Pagi mengetuk pintu berulang kali. Melongok dari balik jendela, menyusup bagai maling yang mengendap-endap dalam kesunyian.
Matahari pun mulai menghamburkan sinarnya ke celah-celah permukaan bumi.
"Waktunya tiba," Alva bermonolog.
Ditemani beberapa prajurit, Alva memasang jebakan di beberapa tempat yang akan dilalui diabhal.
Di jalan menuju Hutan Ambers, ditaruhnya tumpukan jerami juga kayu fiwud yang digadang-gadang dapat membumihanguskan apapun ketika tersulut api. Beberapa peledak dipasang di bawah tanah juga gorong-gorong.
Di sekitar hutan Alva juga memasang radar cahaya untuk mengetahui pergerakan musuh.
Sedangkan di markas, Kirana bersama Si Pria Gila sibuk membuat senjata perang dengan kristal sisa hujan kemarin. Mereka menjadikan kristal merah itu amunisi untuk membuat granat juga banyak senapan perang.
"Mengapa tidak kita bakar saja Hutan Ambers? Dengan begitu, misi kita jadi lebih mudah," celetuk Kirana saat merebus kristal merah yang nantinya diproses menjadi amunisi.
"Walaupun hutan itu seram dan terpencil, tapi di dalamnya tersimpan sebuah kekuatan luar biasa yang mendukung kehidupan negeri ini," jelas kakek tua.
"Mungkin, diabhal ingin menemukan kekuatan rahasia di hutan. Itu sebabnya markas mereka didirikan di sana," Kirana berpraduga.
Ketika Kirana sibuk berkutat dengan pikirannya sendiri, terdengar derit pintu yang memekakan telinga. Seluruh pandangan mata tertuju pada Alva bersama sepasukan prajurit yang terluka. Juga seorang bawahan diabhal yang berhasil mereka tangkap.
"Ada penyergapan di hutan. Situasinya sangat berbahaya. Untungnya, kami semua dapat selamat meski sedikit terluka," seorang prajurit melapor dengan segores luka menghiasi keningnya.
Alis Alva mengerut ke pangkal hidung, menyiratkan garis urat di pelipis. Saraf otaknya memerintahkan otot-otot bisep untuk bekerja, membanting bawahan diabhal ke lantai.
"Katakan semua rencana diabhal atau nyawamu yang akan melayang!" Alva mengancam dengan gigi saling menekan, sangat geram.
Bukannya takut, bawahan diabhal malah tergelitik dengan ancaman Alva. Ia tertawa seraya memegangi perutnya.
"Tuan diabhal dan Master benar. Kalian hanyalah orang lemah! Semua jebakan yang kalian pasang, sudah dimusnahkan oleh diabhal. Dan saat bulan purnama tengah malam, kekuatan diabhal akan berlipat ganda. Tenang saja, kematian kalian tak akan lama," setelah berucap demikian ia menggigit lidahnya sendiri. Napasnya pun terputus seketika itu bersama dengan arwahnya yang melayang.

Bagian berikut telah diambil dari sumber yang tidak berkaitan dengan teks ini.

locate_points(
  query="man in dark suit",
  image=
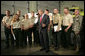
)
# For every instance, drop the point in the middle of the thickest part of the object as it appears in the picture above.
(43, 23)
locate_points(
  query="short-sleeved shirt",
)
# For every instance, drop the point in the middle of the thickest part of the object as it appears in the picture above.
(55, 18)
(77, 21)
(16, 24)
(32, 20)
(67, 19)
(21, 18)
(7, 20)
(26, 23)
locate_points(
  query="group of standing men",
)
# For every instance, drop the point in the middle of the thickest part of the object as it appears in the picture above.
(49, 30)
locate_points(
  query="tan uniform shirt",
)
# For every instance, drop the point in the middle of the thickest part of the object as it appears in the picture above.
(77, 22)
(16, 24)
(57, 19)
(67, 19)
(7, 20)
(26, 23)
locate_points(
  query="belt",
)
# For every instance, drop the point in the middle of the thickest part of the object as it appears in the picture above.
(55, 24)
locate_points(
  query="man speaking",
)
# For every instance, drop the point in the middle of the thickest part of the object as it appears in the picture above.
(43, 26)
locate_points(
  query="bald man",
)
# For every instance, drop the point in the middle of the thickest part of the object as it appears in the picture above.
(43, 27)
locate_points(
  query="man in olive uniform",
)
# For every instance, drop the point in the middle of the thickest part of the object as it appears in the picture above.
(77, 22)
(34, 29)
(19, 14)
(25, 25)
(49, 28)
(56, 31)
(66, 28)
(7, 23)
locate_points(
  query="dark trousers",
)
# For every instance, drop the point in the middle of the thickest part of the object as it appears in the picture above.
(18, 36)
(27, 33)
(57, 39)
(66, 39)
(7, 34)
(35, 34)
(76, 40)
(44, 40)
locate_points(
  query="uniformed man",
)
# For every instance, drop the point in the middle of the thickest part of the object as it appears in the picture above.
(6, 22)
(16, 30)
(49, 28)
(56, 28)
(77, 22)
(25, 25)
(34, 29)
(67, 24)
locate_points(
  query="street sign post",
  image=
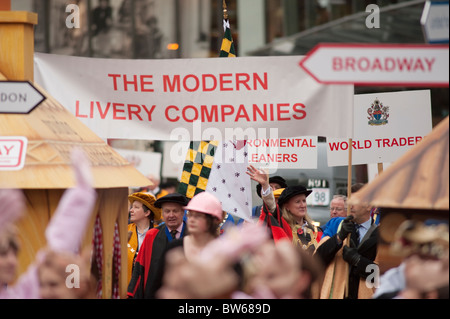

Hans menuntun kakinya menuruni tangga satu per satu dengan perlahan. Langkahnya tertatih, ditambah kepalanya yang masih terasa berputar-putar membuatnya nian letih.
Telinganya tak tahan mendengar keributan di lantai bawah, apalagi dengan sumpah serapah yang dilantunkan terus menerus dari mulut para prajurit lama.
"Kenapa kau di sini? Harusnya kau tidur karena pengaruh obat yang kuberikan semalam," Alva keceplosan kala melihat Hans terhuyung di depannya. Ia segera membekap mulutnya sendiri.
"Sudah kuduga kau akan memberiku obat tidur. Maka, aku memuntahkan kembali obat yang kau beri semalam," tutur Hans dengan bibir merekah.
"Jadi, bagaimana rencana kalian?" sambung Hans dengan netra terpaku pada peta.
Alva tak segan menarik kerah baju kawannya, walau Hans lebih tinggi darinya.
"Tolong, jangan turun tangan dan jangan bertindak impulsif. Aku tak bisa menangani lebih banyak masalah lagi."
Di tengah rasa frustasi yang berputar dalam kepala, ada laporan berita datang dari mata-mata rahasia.
"Lapor, ditemukan dua prajurit tewas. Satu di dalam saluran air bawah tanah. Satunya lagi ditemukan dekat gudang tua," begitulah aksara yang tergores kasat mata dalam secarik kertas.